Os artistas paraibanos Fábio Smith e Leila Lima serão premiados por sua participação no Salão Nordeste de Arte Popular Chico Santeiro, que começa nesta quinta-feira (11) e segue até 4 de setembro, em Natal (RN).

Ambos produzem esculturas em cerâmica que representam folguedos populares, cenas do cotidiano e expoentes da cultura nordestina como Jackson do Pandeiro e Zabé da Loca. As obras ficarão expostas junto com trabalhos de outros 28 artistas nordestinos selecionados para a exposição. Os artistas são ligados ao Programa de Artesanato da Paraíba, que é desenvolvido pelo Governo do Estado, através da Secretaria de Turismo e Desenvolvimento Econômico (Setde).

O artista Fábio Smith, que tem vários prêmios e mais de 20 exposições em seu currículo, vai expor os trabalhos “Uma banda cabaçal”, que homenageia Zabé da Loca, “Reisado de Meste Gasosa” e “Boi Bumbá”. Já Leila Lima, que trabalha com cerâmica há cinco anos, deverá expor as peças “Família Nordestina” e “Casados”.
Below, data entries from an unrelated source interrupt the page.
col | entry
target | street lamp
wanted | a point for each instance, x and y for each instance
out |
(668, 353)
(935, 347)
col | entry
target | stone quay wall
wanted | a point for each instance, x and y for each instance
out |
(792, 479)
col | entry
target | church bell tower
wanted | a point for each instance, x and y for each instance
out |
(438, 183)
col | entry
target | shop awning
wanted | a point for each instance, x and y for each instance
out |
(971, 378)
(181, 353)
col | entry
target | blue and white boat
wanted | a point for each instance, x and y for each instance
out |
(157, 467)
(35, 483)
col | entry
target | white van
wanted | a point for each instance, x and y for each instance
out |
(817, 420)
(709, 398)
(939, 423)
O Salão Nordeste de Arte Popular Chico Santeiro selecionou 30 trabalhos expressivos produzidos em desenho, pintura, gravura, escultura e talha. Ao todo, 130 peças foram inscritas entre maio e julho para participar da seleção.
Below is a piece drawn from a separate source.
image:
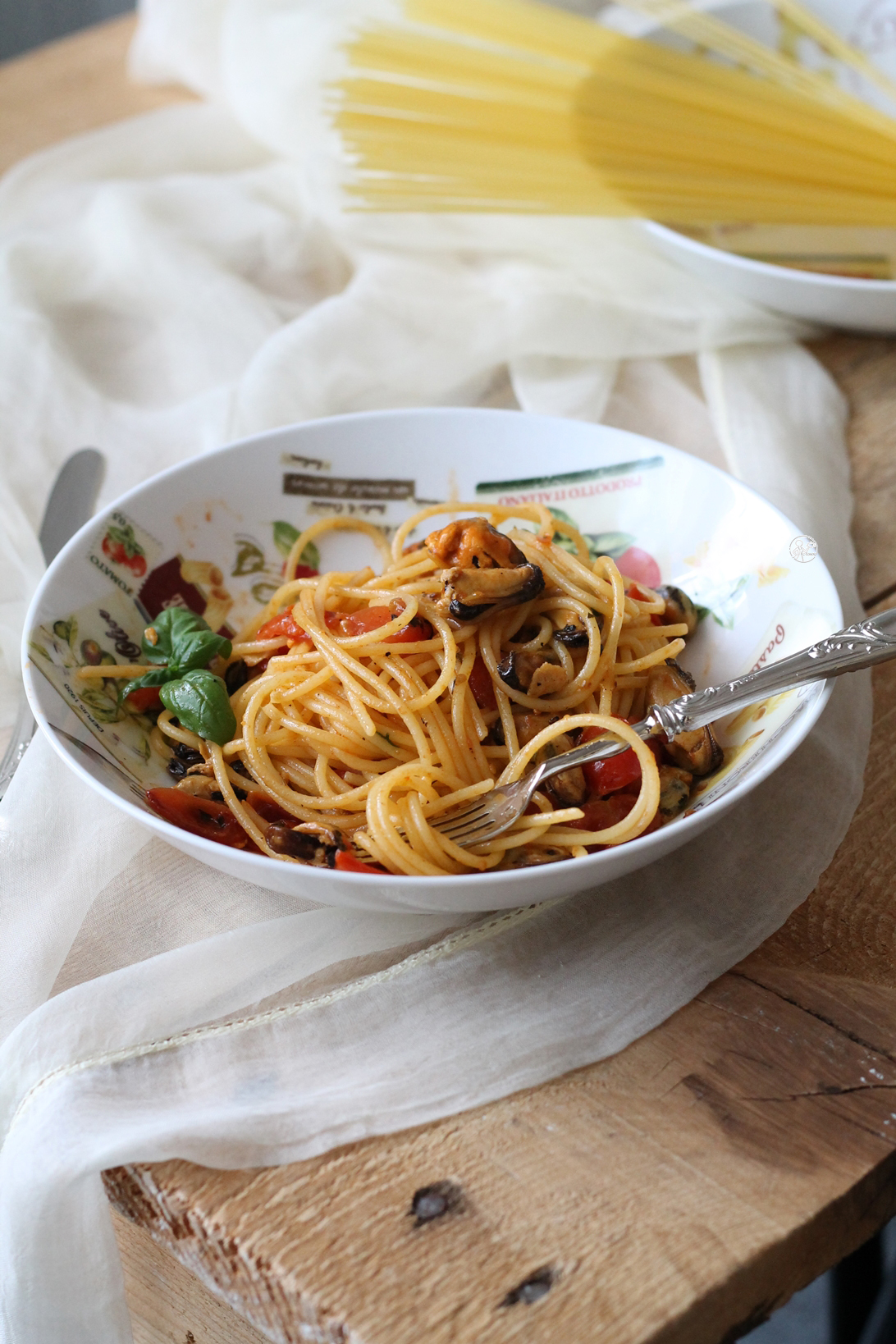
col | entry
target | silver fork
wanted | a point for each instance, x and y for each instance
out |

“É muito importante ver a Paraíba bem representada neste Salão que reverencia a arte popular e a cultura nordestina”, destaca a gestora do Programa de Artesanato da Paraíba, Ladjane Barbosa.

Para Leila Lima, que se considera ainda iniciante na arte da cerâmica, o evento será uma oportunidade de divulgação do seu trabalho. “Esta é a minha segunda exposição e eu estou até surpresa com este reconhecimento tão rápido”, destaca a artista, que também teve menção honrosa na 12ª Fenearte, realizada em Pernambuco, no mês passado.

Já o artista Fábio Smith enfatiza que, além da satisfação de ser premiado no Salão, participar da seleção contribuiu para o aperfeiçoamento da sua arte. “É muito importante para a gente agregar um prêmio no currículo. Isto eleva a autoestima e a vontade de trabalhar, mas a maior vantagem com certeza é ter o trabalho avaliado por pessoas altamente qualificadas”, destacou o artista, que também foi premiado na Fenearte.

Nos anos de 2006, 2008 e 2010, Smith foi premiado no Salão Nacional de Cerâmica, em Curitiba. Em 2006, a peça “Dança de Coco de Roda” recebeu menção honrosa do Salão. Em 2008 e 2010, também foram premiadas as esculturas “Poeta de Feira” e “Amores de Jackson”, ambas em homenagem a Jackson do Pandeiro. Todas estas obras possuem uma característica marcante do artista, que é a dança.

“As minhas peças possuem movimento. Eu procuro enaltecer a riqueza do folclore nordestino, principalmente, da Paraíba. Passei a minha infância na praia do Poço, que na época era uma vila de pescadores, e as manifestações que estão nas minhas obras existiam aqui como o Boi Bumbá, a Nau Catarineta e a dança do Coco de Roda. Tudo isso me influenciou muito”, afirma.